US Federal Court Names Ripple as Established Blockchain Standard in JPMorgan Patent Ruling

A federal court in Delaware has dismissed a patent infringement lawsuit against JPMorgan Chase, ruling the underlying patent invalid and explicitly referencing Ripple’s framework as an example of existing blockchain infrastructure.
The Case
Australian fintech firm Identitii Limited had sued JPMorgan Chase in the United States District Court for the District of Delaware, alleging the bank infringed its patent, known as the 413 Patent, which covers a method of attaching enriched data records to financial tokens on a blockchain network.
The Ruling
Judge Gregory B. Williams issued a memorandum opinion on May 29, 2026, invalidating the patent under Section 101 of the Alice doctrine, the legal standard used to reject patents that claim abstract ideas implemented on generic computer systems.
The court found that Identitii’s invention relied entirely on conventional, off-the-shelf technology rather than any novel technical contribution. In a notable passage, the opinion cited Ripple directly, stating that the 413 Patent itself allows the invention to be practiced on “the Ripple framework, protocol and gateway, or more generally any blockchain based framework.”

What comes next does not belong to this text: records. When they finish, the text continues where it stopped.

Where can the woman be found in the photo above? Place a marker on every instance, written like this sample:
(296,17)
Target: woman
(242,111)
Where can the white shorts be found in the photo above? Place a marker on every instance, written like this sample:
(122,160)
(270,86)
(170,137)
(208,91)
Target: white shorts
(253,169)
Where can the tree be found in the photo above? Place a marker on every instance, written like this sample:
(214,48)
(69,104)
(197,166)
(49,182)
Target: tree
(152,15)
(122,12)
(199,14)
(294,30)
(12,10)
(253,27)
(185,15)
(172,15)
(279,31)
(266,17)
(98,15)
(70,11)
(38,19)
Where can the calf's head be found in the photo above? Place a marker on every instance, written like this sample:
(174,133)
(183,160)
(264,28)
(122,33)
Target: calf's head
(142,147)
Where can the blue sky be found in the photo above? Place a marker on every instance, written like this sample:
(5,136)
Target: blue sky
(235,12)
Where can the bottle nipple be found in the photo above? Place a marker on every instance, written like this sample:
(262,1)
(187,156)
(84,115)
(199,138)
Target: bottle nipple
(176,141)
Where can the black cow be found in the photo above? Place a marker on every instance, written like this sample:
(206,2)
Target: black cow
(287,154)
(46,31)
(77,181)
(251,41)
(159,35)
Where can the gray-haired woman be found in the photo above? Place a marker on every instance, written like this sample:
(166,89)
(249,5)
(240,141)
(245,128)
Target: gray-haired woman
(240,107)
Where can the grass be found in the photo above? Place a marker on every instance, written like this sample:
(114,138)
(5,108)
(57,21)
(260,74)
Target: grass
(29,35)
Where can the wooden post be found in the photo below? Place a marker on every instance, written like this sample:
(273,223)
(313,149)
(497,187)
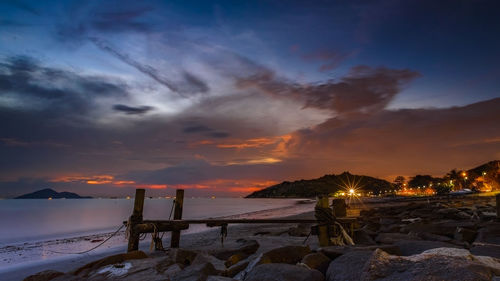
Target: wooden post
(498,205)
(339,207)
(135,218)
(324,239)
(179,201)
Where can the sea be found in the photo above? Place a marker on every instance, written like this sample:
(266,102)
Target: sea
(33,230)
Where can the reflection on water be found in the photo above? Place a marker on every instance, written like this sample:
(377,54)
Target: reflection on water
(28,220)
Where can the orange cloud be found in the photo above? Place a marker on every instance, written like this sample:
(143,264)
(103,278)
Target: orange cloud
(152,186)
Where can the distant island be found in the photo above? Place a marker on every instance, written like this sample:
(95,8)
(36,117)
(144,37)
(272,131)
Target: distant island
(50,193)
(483,178)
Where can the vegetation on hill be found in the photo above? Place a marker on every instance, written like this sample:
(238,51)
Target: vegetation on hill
(325,185)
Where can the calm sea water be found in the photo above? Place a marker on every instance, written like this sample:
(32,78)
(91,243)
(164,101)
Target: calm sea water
(29,220)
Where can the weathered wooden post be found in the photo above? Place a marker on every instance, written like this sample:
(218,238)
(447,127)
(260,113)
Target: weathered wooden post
(498,205)
(324,239)
(339,207)
(135,218)
(179,201)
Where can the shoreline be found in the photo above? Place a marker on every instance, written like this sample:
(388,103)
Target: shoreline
(197,238)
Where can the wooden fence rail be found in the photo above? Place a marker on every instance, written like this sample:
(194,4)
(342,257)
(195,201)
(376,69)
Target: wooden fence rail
(137,226)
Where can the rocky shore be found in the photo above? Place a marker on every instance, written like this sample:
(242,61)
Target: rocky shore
(450,240)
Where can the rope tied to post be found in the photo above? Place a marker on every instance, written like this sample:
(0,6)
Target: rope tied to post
(325,215)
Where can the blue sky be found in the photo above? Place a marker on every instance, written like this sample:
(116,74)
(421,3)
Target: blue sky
(237,84)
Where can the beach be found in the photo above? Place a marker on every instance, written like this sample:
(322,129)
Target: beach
(21,259)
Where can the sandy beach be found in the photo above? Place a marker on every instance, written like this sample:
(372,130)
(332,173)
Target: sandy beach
(202,239)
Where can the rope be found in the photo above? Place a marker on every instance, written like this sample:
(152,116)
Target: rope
(326,215)
(83,252)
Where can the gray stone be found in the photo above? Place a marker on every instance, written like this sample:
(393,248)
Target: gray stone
(491,250)
(348,266)
(489,234)
(247,247)
(391,238)
(362,237)
(317,261)
(283,272)
(334,252)
(413,247)
(287,254)
(44,276)
(205,258)
(198,272)
(433,265)
(465,235)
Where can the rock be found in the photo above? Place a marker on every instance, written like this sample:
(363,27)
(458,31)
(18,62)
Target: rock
(115,259)
(197,272)
(334,252)
(247,247)
(348,266)
(218,278)
(462,216)
(234,259)
(283,272)
(388,221)
(489,234)
(390,228)
(301,230)
(45,275)
(287,254)
(237,268)
(182,256)
(413,247)
(437,264)
(362,237)
(205,258)
(491,250)
(433,237)
(391,238)
(316,261)
(465,235)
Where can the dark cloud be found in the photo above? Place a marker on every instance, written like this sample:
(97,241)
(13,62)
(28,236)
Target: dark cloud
(190,84)
(363,90)
(406,141)
(56,91)
(219,135)
(196,129)
(329,59)
(209,132)
(131,110)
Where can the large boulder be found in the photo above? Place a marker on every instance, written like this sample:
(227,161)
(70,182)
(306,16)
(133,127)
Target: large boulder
(437,264)
(317,261)
(490,234)
(334,252)
(247,247)
(115,259)
(196,272)
(205,258)
(347,267)
(362,237)
(283,272)
(391,238)
(491,250)
(44,275)
(287,254)
(413,247)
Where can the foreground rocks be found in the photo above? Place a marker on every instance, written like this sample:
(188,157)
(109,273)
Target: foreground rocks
(419,241)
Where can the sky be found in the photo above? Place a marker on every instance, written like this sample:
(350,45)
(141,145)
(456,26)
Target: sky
(227,97)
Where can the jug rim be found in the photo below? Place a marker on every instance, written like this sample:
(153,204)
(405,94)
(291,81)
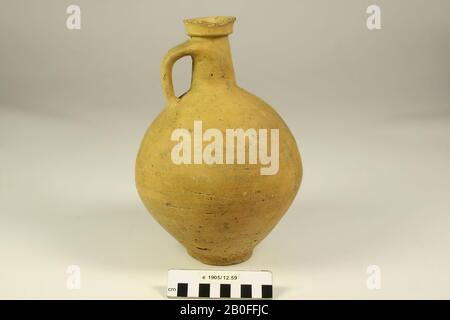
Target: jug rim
(212,26)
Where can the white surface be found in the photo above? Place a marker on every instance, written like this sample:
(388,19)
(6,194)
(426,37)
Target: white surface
(378,196)
(370,112)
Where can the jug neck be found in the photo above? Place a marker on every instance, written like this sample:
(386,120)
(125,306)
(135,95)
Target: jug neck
(212,63)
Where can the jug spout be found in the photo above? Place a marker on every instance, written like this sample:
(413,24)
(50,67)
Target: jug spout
(211,60)
(209,26)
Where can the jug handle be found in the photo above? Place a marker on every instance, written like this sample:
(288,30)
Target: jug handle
(174,54)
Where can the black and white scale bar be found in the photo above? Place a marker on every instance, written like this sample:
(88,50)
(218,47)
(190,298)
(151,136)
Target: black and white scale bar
(219,284)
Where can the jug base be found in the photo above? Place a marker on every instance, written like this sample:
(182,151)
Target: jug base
(220,261)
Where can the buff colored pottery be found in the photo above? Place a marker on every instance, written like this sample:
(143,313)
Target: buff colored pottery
(218,211)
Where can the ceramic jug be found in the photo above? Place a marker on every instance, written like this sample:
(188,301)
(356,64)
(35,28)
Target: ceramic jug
(218,167)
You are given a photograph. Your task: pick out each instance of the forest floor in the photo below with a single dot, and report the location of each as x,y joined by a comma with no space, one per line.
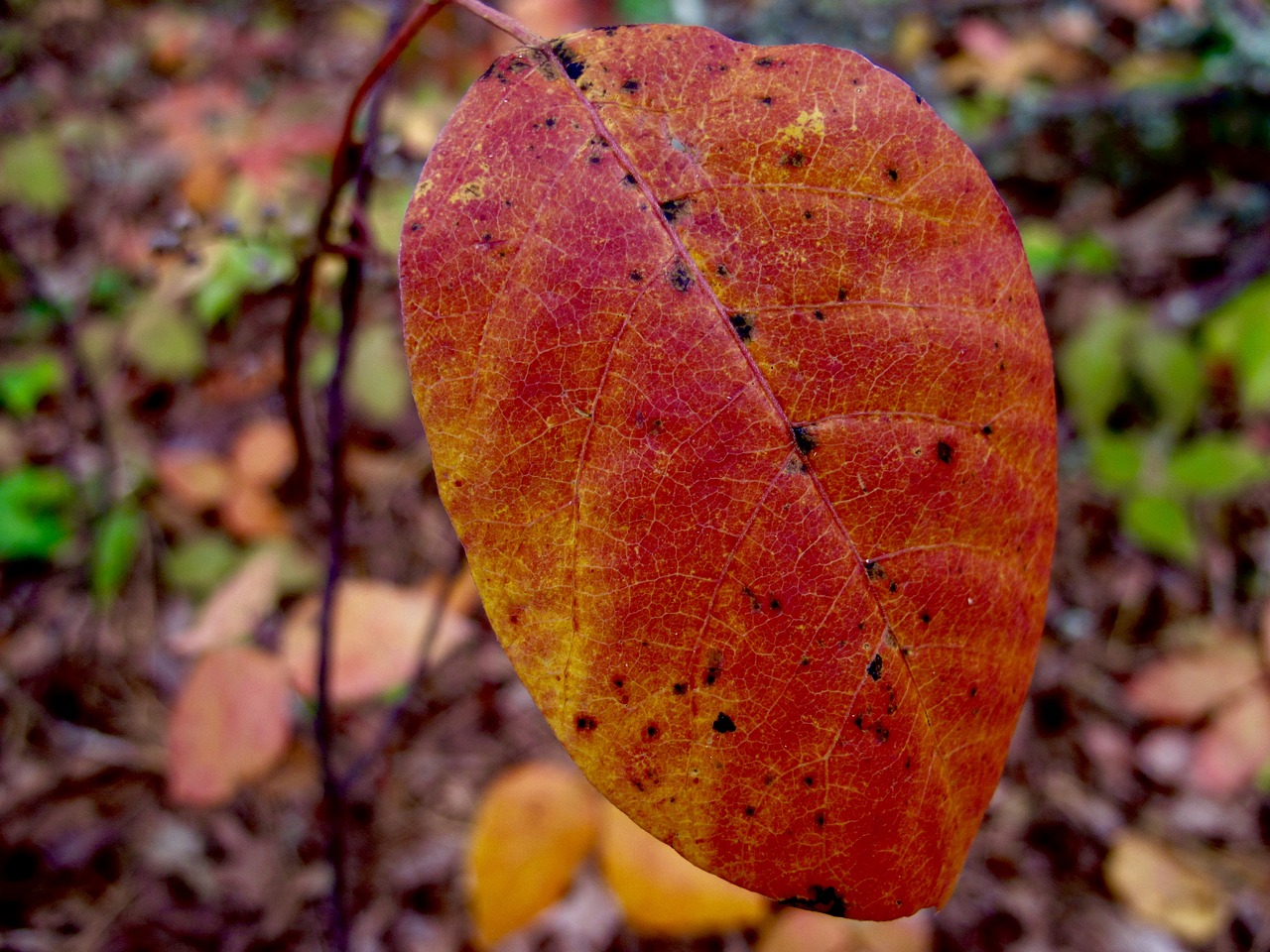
160,171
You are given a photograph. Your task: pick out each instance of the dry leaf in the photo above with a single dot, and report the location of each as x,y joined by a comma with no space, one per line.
264,452
532,829
1234,747
230,724
1185,685
252,513
379,633
662,892
235,608
195,479
803,930
1164,889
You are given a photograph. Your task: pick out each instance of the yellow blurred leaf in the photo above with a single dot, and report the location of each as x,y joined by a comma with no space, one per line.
1165,889
1234,747
264,452
662,892
230,724
195,479
379,633
532,829
1188,684
235,608
802,930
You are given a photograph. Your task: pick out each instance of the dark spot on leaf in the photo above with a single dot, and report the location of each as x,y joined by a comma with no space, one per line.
803,439
820,898
680,276
675,209
743,324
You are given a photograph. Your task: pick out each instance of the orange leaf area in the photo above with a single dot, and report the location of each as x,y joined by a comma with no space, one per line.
535,825
379,631
230,725
740,402
663,895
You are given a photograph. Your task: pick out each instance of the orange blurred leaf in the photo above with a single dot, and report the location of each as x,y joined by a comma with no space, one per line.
740,402
230,724
534,828
379,630
663,893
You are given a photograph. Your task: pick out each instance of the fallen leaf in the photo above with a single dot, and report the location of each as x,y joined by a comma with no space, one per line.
534,828
230,724
253,513
1188,684
264,452
195,479
1164,889
1230,751
740,402
802,930
235,610
663,893
377,636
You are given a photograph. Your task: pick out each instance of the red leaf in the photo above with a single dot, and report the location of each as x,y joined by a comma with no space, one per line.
740,400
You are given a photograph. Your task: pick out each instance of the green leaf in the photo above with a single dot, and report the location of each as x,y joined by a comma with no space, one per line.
114,547
163,341
1089,254
1170,371
32,173
1160,526
1216,466
198,565
240,268
1238,333
23,384
35,512
1044,245
377,382
1091,367
1115,461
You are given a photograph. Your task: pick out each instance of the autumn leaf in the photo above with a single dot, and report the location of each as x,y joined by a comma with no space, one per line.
740,402
535,825
379,631
662,893
230,725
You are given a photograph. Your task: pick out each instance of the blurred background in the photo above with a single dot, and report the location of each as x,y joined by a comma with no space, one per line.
162,168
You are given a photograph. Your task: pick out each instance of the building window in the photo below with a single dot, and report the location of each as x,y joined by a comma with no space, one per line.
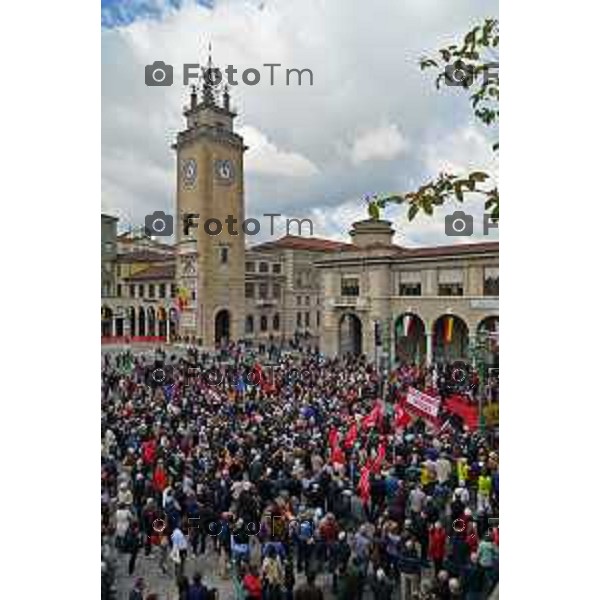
450,282
450,289
350,286
249,324
410,289
491,281
410,283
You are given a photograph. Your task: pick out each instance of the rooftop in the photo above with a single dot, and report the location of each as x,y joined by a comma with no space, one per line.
154,272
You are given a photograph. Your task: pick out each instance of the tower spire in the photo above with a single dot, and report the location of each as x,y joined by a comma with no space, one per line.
208,77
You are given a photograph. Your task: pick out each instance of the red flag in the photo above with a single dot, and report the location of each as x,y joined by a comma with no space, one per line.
378,462
401,417
351,436
333,438
338,456
374,417
364,484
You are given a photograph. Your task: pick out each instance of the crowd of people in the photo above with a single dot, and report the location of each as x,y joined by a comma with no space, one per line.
306,477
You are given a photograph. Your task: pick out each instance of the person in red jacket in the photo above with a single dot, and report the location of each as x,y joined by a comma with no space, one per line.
252,584
437,546
149,451
159,478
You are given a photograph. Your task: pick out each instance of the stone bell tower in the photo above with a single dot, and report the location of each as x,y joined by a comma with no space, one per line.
210,185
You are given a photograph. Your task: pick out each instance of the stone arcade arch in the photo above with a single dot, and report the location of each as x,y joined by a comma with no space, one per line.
222,326
410,340
450,339
350,334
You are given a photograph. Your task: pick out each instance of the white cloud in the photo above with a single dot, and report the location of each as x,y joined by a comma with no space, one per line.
368,96
265,158
383,143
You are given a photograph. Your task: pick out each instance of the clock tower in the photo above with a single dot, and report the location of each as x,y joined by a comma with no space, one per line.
210,184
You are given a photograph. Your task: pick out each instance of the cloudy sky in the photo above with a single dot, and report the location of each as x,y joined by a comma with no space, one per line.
372,122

The reference was not incidental. It was the court’s way of demonstrating that the patent described nothing proprietary. If an invention can run on any existing blockchain, including Ripple’s publicly known infrastructure, it does not meet the threshold for patent protection under Alice.
What It Means
The dismissal is a significant win for JPMorgan and a broader signal to fintech patent holders that claiming blockchain-based processes as proprietary inventions faces a high legal bar in U.S. courts. For Ripple, the court’s reference to its framework as an established standard carries a different kind of significance: a federal judge has effectively treated the Ripple protocol as recognised, foundational blockchain infrastructure.
No appeal has been announced by Identitii as of publication.